The explicit, structured, and modular approach of S2G-RAG represents a significant step towards reliable, diagnosable multi-hop QA pipeline design. The decoupling of evidence sufficiency and gap recognition from answer reasoning formalizes turn-level control and streamlines error identification and system inspection. The sentence-level extraction paradigm further resolves critical context bloat vulnerabilities, enabling both high answer recall and efficient inference at scale.

The S2G-Judge interface is compatible with advances in downstream generator/reasoner architectures; integrating more expressive gap schemas (e.g., multi-entity operations, temporal compositions) or coupling with direct policy optimization regimes (RL, actor-critic) are promising extensions.

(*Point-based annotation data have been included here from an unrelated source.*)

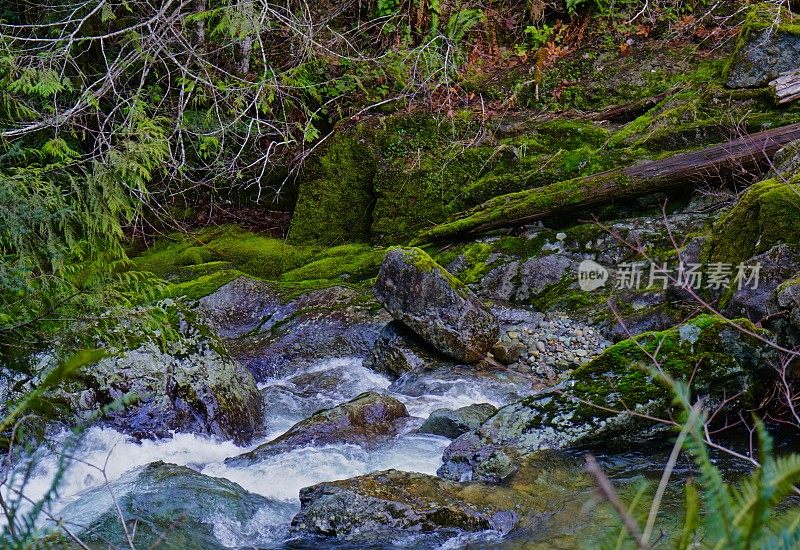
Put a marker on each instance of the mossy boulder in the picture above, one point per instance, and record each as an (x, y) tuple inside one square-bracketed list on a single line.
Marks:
[(392, 500), (188, 387), (452, 423), (767, 214), (399, 351), (368, 419), (335, 200), (168, 506), (605, 398), (436, 306), (769, 44)]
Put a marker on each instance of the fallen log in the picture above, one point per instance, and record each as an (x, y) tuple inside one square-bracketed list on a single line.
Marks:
[(571, 196), (627, 110), (787, 87)]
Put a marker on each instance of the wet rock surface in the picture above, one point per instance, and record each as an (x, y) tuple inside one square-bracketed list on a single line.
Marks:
[(166, 505), (367, 420), (398, 351), (190, 388), (289, 334), (721, 360), (435, 305), (767, 54), (452, 423), (394, 500)]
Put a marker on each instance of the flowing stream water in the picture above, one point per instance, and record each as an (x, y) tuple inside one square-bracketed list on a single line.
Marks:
[(104, 454)]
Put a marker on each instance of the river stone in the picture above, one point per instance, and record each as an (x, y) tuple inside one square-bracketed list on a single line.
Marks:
[(452, 423), (435, 305), (393, 500), (331, 322), (367, 420), (508, 352), (242, 306), (187, 508), (722, 361), (778, 264), (193, 389), (536, 274), (398, 351), (767, 53)]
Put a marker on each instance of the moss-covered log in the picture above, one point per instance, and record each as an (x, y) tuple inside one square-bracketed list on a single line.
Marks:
[(580, 194), (787, 87)]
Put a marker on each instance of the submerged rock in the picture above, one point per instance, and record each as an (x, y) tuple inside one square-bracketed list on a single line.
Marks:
[(435, 305), (721, 361), (393, 500), (751, 299), (368, 419), (194, 389), (290, 335), (452, 423), (398, 351), (546, 504), (172, 507)]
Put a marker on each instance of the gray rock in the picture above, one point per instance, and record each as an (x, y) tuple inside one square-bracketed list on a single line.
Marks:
[(536, 274), (508, 352), (767, 54), (452, 423), (242, 306), (398, 351), (332, 322), (500, 283), (435, 305), (164, 500), (721, 360), (786, 162), (367, 420), (398, 501)]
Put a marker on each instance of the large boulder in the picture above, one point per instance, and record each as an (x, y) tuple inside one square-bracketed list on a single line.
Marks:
[(190, 387), (281, 335), (452, 423), (171, 507), (393, 500), (753, 299), (435, 305), (609, 397), (768, 46), (398, 351), (369, 419)]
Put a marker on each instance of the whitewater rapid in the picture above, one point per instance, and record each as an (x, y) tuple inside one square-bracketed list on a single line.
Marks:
[(102, 454)]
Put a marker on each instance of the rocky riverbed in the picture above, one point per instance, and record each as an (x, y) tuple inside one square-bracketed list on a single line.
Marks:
[(442, 395)]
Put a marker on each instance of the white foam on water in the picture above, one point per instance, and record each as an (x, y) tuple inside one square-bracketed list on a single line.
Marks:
[(281, 477), (116, 453), (289, 399)]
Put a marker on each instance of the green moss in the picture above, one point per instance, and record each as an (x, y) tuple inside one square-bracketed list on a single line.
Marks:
[(351, 262), (760, 17), (527, 205), (199, 287), (335, 201), (235, 252), (423, 262), (767, 214), (708, 350)]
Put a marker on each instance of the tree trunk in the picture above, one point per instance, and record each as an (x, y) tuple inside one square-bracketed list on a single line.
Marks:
[(712, 164), (787, 87)]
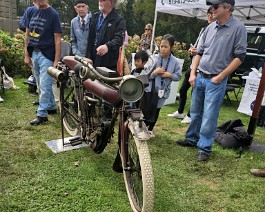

Improved calibration for sufficiency and more adaptive evidence selection strategies represent concrete frontiers to refine performance on ambiguous or compositional queries.

Conclusion

S2G-RAG systematically addresses the iterative retrieval control bottleneck in RAG pipelines via explicit, structured sufficiency and information gap judgment. Experiments confirm strong gains on multi-hop QA, with robust improvements in effectiveness, context compression, and efficiency. The methodology supports modular integration, rigorous auditing, and paves the way for next-generation, self-diagnosing, and adaptive retrieval-augmented reasoning systems.